Jesus considered the lifting up of the bronze serpent as his being lifted up on the cross so that everyone who believes in him, may not perish, but might have eternal life (Jn 3:16). Saint Paul who understood the history of the Old Testament exclaimed in his letter to the Ephesians today: God is rich in his mercy and love, that he has loved us so much so that when sin turned us to death, he saved us through His Son Jesus (Eph 2:4-5). We can say the Old Testament is tied to the ancient history of the Jews.
In other words, their ancient history was the Old Testament. Scattering all over the world, after the destruction of their Temple they still remembered their history especially the Passover. Those lost tribes two thousand years ago in Ethiopia or India still remembered their roots, even though those with black skin still wanted to move to their promised land.
In the last decade of the 20th century, the Israel government arranged with the governments of those nations in which Jewish people lived, to send airliners to bring them secretly to Israel for resettlement. Why did the Jewish people still remember God who punished them repeatedly? They remembered God for the Promised Land, for their being rescued from the Egyptian slavery, for the commandments given through Moses and for their being liberated from the Babylonian captivity and so on.
It was not just the chosen people in the Old Testament revolted against God. The history of Christianity has not been better, perhaps even worse. The new chosen people in Christianity added sin to sin, and they committed new sins such as abortion and pornography found in magazines, movies, television, even internet.

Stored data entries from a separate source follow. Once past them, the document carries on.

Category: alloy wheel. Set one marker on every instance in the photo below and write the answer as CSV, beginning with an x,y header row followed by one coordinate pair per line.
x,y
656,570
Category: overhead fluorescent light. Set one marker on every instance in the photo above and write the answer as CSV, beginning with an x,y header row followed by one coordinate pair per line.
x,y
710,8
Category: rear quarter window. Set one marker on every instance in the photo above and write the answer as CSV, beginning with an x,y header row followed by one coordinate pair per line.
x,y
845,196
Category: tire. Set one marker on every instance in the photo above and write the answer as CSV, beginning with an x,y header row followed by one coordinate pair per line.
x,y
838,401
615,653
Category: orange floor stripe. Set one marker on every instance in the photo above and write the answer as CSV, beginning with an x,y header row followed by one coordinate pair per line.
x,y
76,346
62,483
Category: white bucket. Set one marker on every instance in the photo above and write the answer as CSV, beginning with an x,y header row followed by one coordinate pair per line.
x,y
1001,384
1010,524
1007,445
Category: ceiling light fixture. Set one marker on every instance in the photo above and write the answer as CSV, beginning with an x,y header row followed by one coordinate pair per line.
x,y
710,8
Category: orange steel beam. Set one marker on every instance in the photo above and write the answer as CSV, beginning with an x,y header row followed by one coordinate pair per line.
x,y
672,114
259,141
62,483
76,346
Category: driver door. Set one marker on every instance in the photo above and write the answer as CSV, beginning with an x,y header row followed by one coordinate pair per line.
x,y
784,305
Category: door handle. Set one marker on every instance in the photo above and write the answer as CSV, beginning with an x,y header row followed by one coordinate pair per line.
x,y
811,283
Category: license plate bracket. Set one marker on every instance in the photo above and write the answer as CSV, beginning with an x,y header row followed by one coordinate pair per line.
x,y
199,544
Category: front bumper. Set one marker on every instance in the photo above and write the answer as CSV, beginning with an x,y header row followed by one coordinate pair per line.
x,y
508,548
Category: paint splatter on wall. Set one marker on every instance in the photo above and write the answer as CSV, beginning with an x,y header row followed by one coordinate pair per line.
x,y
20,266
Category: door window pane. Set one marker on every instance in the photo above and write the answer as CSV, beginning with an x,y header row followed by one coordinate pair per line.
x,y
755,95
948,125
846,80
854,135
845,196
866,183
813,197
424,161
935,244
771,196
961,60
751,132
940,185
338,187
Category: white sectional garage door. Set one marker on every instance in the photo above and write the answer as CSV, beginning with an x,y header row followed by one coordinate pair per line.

There are certain sins committed publicly, because they are considered life styles of the time. Each one of us also might have committed sin: sin against God, sin against neighbors, sin in thoughts, words and actions. God is God of mercy, kindness and forgiveness. However, we must admit our sins sincerely repent our sins, amend our lives and ask God for his forgiveness, and then his saving grace can be activated. Not to admit sin as sin, people do not seek a spiritual physician, and thus no medicine can heal.
Prayer for admission of correction:
Oh Lord, God of justice and kindness.
Your punishment is not for retaliation and revenge
but for love of your people with purpose of correction
as to allow people to live.
Grant that I may admit my sin,
accept correction and penance
with determination to amend my life
as to return to live in peace with you. Amen.